Leur premier recours a été rejeté. Le juge des référés du Conseil d’Etat a refusé de suspendre les décrets de déchéance de nationalité de cinq hommes: quatre Marocains et un Turc condamnés pour leurs liens avec le groupe responsable des attentats de Casablanca en 2003. Fouad Charouali, Rachid Aït El Hadj, Bachir Ghoumid, Redouane Aberbri et Attila Turk font partie des huit Français déchus de leur nationalité depuis 2000. Une mesure pas encore définitive dans leur cas puisque tous les cinq ont également déposé un recours sur le fond : ils dénoncent un « excès de pouvoir ».
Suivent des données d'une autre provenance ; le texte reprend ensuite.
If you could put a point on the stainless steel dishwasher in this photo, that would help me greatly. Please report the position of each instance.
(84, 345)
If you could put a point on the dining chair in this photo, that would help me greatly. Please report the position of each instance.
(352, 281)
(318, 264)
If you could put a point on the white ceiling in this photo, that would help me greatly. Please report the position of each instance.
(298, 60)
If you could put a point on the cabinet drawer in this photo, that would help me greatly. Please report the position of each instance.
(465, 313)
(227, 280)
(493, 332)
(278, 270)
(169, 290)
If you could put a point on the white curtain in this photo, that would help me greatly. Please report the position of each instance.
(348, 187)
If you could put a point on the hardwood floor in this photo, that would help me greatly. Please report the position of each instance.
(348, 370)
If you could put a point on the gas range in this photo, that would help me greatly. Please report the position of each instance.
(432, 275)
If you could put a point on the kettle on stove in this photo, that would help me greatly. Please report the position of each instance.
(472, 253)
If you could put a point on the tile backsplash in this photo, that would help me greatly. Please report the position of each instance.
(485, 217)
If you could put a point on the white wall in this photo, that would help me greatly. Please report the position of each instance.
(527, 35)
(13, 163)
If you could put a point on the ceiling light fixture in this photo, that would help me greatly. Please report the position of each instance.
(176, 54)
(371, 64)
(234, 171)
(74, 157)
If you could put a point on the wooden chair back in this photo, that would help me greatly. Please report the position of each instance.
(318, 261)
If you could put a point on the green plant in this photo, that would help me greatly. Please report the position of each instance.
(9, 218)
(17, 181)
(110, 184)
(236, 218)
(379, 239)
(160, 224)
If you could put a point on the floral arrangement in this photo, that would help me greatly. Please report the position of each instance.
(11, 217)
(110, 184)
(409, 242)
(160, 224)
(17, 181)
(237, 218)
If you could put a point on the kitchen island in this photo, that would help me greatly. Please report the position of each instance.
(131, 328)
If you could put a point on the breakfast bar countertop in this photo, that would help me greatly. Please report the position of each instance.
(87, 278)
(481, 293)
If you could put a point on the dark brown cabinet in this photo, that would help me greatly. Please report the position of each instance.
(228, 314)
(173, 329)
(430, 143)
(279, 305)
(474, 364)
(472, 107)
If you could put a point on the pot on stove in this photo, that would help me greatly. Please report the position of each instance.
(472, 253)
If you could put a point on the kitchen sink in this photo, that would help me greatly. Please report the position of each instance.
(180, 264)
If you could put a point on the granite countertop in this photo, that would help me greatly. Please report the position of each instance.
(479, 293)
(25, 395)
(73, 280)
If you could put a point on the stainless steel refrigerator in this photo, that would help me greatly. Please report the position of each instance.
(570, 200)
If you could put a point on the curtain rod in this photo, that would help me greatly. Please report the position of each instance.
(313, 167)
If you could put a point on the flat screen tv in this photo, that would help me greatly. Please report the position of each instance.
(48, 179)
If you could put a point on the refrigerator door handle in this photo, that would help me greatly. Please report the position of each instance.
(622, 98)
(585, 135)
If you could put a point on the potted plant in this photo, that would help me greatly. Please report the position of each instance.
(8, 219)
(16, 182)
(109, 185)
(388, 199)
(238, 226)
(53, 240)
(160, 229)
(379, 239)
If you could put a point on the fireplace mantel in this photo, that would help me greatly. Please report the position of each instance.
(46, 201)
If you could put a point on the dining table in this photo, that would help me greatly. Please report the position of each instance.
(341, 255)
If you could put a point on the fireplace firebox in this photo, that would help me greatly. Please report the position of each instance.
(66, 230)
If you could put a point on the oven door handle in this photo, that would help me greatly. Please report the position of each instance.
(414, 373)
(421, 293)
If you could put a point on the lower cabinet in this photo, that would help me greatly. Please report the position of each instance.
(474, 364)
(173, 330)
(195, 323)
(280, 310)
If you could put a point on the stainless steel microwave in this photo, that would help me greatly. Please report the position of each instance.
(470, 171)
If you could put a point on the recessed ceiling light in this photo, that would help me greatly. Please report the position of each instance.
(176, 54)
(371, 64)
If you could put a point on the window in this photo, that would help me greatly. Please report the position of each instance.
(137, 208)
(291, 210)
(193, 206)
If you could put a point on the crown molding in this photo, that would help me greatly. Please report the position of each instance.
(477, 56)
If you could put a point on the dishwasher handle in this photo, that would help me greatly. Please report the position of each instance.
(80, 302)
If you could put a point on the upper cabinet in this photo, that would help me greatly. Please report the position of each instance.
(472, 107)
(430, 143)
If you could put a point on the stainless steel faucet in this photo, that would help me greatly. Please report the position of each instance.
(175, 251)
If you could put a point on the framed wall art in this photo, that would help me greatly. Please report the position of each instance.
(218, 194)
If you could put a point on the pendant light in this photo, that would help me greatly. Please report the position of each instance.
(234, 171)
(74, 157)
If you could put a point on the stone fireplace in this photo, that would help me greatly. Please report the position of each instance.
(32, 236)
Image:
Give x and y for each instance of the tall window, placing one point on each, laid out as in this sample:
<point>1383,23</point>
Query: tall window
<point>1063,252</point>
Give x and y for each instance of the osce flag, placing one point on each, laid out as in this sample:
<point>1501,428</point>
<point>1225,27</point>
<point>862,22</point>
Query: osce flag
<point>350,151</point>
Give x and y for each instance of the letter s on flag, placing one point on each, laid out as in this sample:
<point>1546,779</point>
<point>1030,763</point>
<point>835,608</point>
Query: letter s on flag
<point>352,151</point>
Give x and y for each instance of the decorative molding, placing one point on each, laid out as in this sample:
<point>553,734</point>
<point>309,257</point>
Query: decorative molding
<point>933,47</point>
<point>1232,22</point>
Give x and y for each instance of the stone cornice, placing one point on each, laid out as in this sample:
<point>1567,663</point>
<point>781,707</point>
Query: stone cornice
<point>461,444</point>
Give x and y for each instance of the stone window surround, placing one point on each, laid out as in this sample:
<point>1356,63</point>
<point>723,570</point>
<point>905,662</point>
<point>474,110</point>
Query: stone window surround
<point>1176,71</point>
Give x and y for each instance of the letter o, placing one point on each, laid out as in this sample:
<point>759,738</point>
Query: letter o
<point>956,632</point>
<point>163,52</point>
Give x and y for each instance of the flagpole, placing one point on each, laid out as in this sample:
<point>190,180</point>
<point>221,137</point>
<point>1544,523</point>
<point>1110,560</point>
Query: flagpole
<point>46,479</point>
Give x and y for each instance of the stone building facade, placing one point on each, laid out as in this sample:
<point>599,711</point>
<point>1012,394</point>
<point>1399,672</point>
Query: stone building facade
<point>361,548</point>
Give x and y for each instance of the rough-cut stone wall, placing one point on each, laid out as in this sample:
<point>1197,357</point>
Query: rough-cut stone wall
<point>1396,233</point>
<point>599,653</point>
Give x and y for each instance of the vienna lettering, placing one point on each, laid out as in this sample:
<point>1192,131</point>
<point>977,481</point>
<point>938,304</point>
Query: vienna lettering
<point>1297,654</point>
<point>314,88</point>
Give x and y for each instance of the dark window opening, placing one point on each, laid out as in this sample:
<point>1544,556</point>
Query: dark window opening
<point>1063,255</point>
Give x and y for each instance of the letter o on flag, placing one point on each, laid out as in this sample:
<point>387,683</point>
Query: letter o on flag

Déchéance prononcée par décret

C’est sur la base de l’article 25 du Code Civil que le ministre de l’Intérieur, Bernard Cazeneuve, a signé ces décrets. L’article prévoit quatre cas dans lesquels la nationalité française peut être retirée : pour avoir porté atteinte aux intérêts fondamentaux de la nation, pour avoir commis, dans le cas d’un dépositaire de l’autorité publique, des abus d’autorité ou des manquements à ses devoirs, pour s’être soustrait à ses obligations de service national ou pour avoir commis des actes d’espionnage au profit d’un pays étranger. En matière de terrorisme, c’est le premier cas de figure qui est invoqué.

La déchéance de nationalité est prononcée par décret. Le texte est signé par le ministre de l’Intérieur après avis conforme du Conseil d’Etat, la plus haute juridiction administrative. Mais il reste attaquable devant ce même Conseil d’Etat, comme l’ont fait Fouad Charouali, Rachid Aït El Hadj, Bachir Ghoumid, Redouane Aberbri et Attila Turk. Et un dernier recours peut-être déposé devant la Cour européenne des droits de l’homme.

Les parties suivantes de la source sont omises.